Mariétan Fernand · Nationalrat · 2003-06-04
Mariétan Fernand · Nationalrat · Wallis · Christlichdemokratische Fraktion · 2003-06-04
Wortprotokoll
Avec le développement rapide du commerce électronique et sa vulgarisation dans le cadre de l'accès à Internet à grande échelle, il ne viendra à l'esprit de personne de contester la mise en place d'un meilleur système de sécurité dans les transactions. Aujourd'hui, la confiance est plus que jamais un élément capital des relations commerciales. Ces trois dernières années, plusieurs motions et postulats émanant de tous les milieux, y compris de gauche, ont demandé au Conseil fédéral d'adapter la législation suisse afin que notre pays ne soit pas à la traîne dans les technologies de l'information et de la communication. En adoptant en avril 2000 l'ordonnance sur les services de certification électronique, le Conseil fédéral a déjà fait un premier pas en direction de la reconnaissance de la signature numérique en Suisse.

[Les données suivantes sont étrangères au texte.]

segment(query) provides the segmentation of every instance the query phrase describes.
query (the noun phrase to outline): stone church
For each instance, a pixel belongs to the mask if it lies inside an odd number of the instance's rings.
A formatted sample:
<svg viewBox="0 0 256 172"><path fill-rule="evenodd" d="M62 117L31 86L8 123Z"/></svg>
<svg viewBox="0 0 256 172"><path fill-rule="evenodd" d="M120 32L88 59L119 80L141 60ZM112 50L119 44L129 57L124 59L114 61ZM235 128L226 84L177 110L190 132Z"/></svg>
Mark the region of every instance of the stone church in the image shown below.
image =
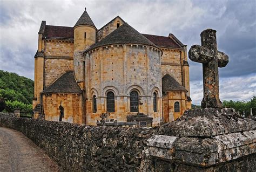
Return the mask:
<svg viewBox="0 0 256 172"><path fill-rule="evenodd" d="M191 108L186 45L143 34L117 16L97 29L86 9L73 27L42 21L35 56L34 117L96 125L143 113L153 124Z"/></svg>

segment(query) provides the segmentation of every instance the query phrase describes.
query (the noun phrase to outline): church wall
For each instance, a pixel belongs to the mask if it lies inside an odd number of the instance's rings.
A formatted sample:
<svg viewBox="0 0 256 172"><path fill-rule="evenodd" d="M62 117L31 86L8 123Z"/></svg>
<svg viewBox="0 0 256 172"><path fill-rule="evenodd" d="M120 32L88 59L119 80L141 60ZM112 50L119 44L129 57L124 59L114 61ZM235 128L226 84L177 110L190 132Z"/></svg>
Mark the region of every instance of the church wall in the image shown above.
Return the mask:
<svg viewBox="0 0 256 172"><path fill-rule="evenodd" d="M96 39L95 29L95 27L87 25L80 25L75 28L75 52L84 50L90 45L95 44ZM85 38L85 32L86 32L86 38Z"/></svg>
<svg viewBox="0 0 256 172"><path fill-rule="evenodd" d="M49 121L59 120L59 106L64 109L62 121L82 123L82 95L73 94L48 94L43 95L45 119Z"/></svg>
<svg viewBox="0 0 256 172"><path fill-rule="evenodd" d="M67 71L73 70L73 60L45 58L45 86L48 87Z"/></svg>
<svg viewBox="0 0 256 172"><path fill-rule="evenodd" d="M164 77L166 73L169 73L180 85L182 85L181 66L161 65L161 72L162 74L162 77Z"/></svg>
<svg viewBox="0 0 256 172"><path fill-rule="evenodd" d="M70 42L47 40L45 42L45 56L73 57L74 44Z"/></svg>
<svg viewBox="0 0 256 172"><path fill-rule="evenodd" d="M100 30L96 33L96 42L98 42L102 40L109 34L113 32L117 28L117 23L119 22L120 26L121 26L124 22L119 17L117 17L116 19L111 21L106 25L103 26Z"/></svg>
<svg viewBox="0 0 256 172"><path fill-rule="evenodd" d="M167 92L163 95L164 122L171 122L181 116L188 108L186 99L186 93L184 91ZM174 103L177 101L179 103L179 112L174 112Z"/></svg>
<svg viewBox="0 0 256 172"><path fill-rule="evenodd" d="M76 52L74 52L74 73L77 82L83 81L83 70L84 68L83 66L83 60L84 59L83 57L83 51L77 51Z"/></svg>
<svg viewBox="0 0 256 172"><path fill-rule="evenodd" d="M154 123L161 119L161 82L160 51L142 46L114 46L100 48L86 55L86 112L89 125L95 125L99 114L105 113L106 93L115 95L115 112L110 118L126 121L130 112L130 93L136 90L142 96L140 112L154 118ZM153 112L153 90L157 91L158 112ZM97 112L92 113L92 96L96 95Z"/></svg>
<svg viewBox="0 0 256 172"><path fill-rule="evenodd" d="M163 49L161 50L163 51L163 56L161 57L162 77L166 73L169 73L183 85L180 51ZM182 57L181 60L183 60Z"/></svg>

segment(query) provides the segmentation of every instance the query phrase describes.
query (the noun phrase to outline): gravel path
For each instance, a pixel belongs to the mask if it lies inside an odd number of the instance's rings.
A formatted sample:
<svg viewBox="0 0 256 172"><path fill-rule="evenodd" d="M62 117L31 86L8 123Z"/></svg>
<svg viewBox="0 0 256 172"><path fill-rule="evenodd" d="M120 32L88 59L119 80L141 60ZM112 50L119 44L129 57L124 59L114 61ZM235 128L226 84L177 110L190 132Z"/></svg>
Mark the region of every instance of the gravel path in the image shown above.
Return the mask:
<svg viewBox="0 0 256 172"><path fill-rule="evenodd" d="M0 127L0 171L59 171L57 164L22 133Z"/></svg>

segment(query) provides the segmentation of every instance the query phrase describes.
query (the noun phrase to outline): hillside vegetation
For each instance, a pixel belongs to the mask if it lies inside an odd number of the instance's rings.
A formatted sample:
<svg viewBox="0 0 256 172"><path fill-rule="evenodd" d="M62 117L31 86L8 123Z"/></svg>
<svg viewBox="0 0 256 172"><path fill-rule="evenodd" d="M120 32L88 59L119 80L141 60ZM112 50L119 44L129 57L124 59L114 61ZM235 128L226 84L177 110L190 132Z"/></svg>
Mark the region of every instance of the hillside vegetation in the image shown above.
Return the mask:
<svg viewBox="0 0 256 172"><path fill-rule="evenodd" d="M30 79L0 70L0 97L5 101L31 104L33 87L34 81Z"/></svg>

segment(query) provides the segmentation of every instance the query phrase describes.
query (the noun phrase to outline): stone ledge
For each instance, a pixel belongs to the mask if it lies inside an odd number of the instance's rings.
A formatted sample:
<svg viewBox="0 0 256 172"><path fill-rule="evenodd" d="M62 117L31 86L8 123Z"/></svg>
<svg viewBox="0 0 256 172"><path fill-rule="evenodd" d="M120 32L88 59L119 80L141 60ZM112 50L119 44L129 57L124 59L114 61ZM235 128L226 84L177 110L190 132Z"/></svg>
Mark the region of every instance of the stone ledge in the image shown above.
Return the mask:
<svg viewBox="0 0 256 172"><path fill-rule="evenodd" d="M208 167L256 153L256 130L212 138L155 135L147 140L151 156Z"/></svg>
<svg viewBox="0 0 256 172"><path fill-rule="evenodd" d="M241 118L233 109L208 108L186 111L180 118L161 126L157 134L211 137L255 128L256 121Z"/></svg>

Le projet qui nous est soumis aujourd'hui met sur un pied d'égalité - cela a été dit tout à l'heure - la signature électronique figurant sur un certificat qualifié d'un fournisseur prestataire de services reconnu avec la signature manuscrite pour tous les contrats de droit privé. Cette mise en équivalence se fait par l'insertion d'une nouvelle disposition, on le verra tout à l'heure, l'article 14 alinéa 2bis du Code des obligations (ch. 2). Toutefois, si la loi exige une forme spécifique, par exemple le testament manuscrit, le cautionnement, ou dans le cadre des transferts immobiliers, la signature électronique ne suffira pas. Il convient toutefois ici de souligner qu'en droit suisse, la liberté contractuelle est la règle et que l'exigence de forme n'est requise que dans une minorité de cas. Sur le plan matériel, le véritable défi qui est posé au législateur consiste à concevoir un système susceptible de garantir l'identification des parties, l'intégrité des messages transmis, leur non-répudiation et, cas échéant, la confidentialité des communications. C'est l'ensemble de ces garanties qui sont offertes par l'infrastructure dite "à clé publique" qui nous est proposée.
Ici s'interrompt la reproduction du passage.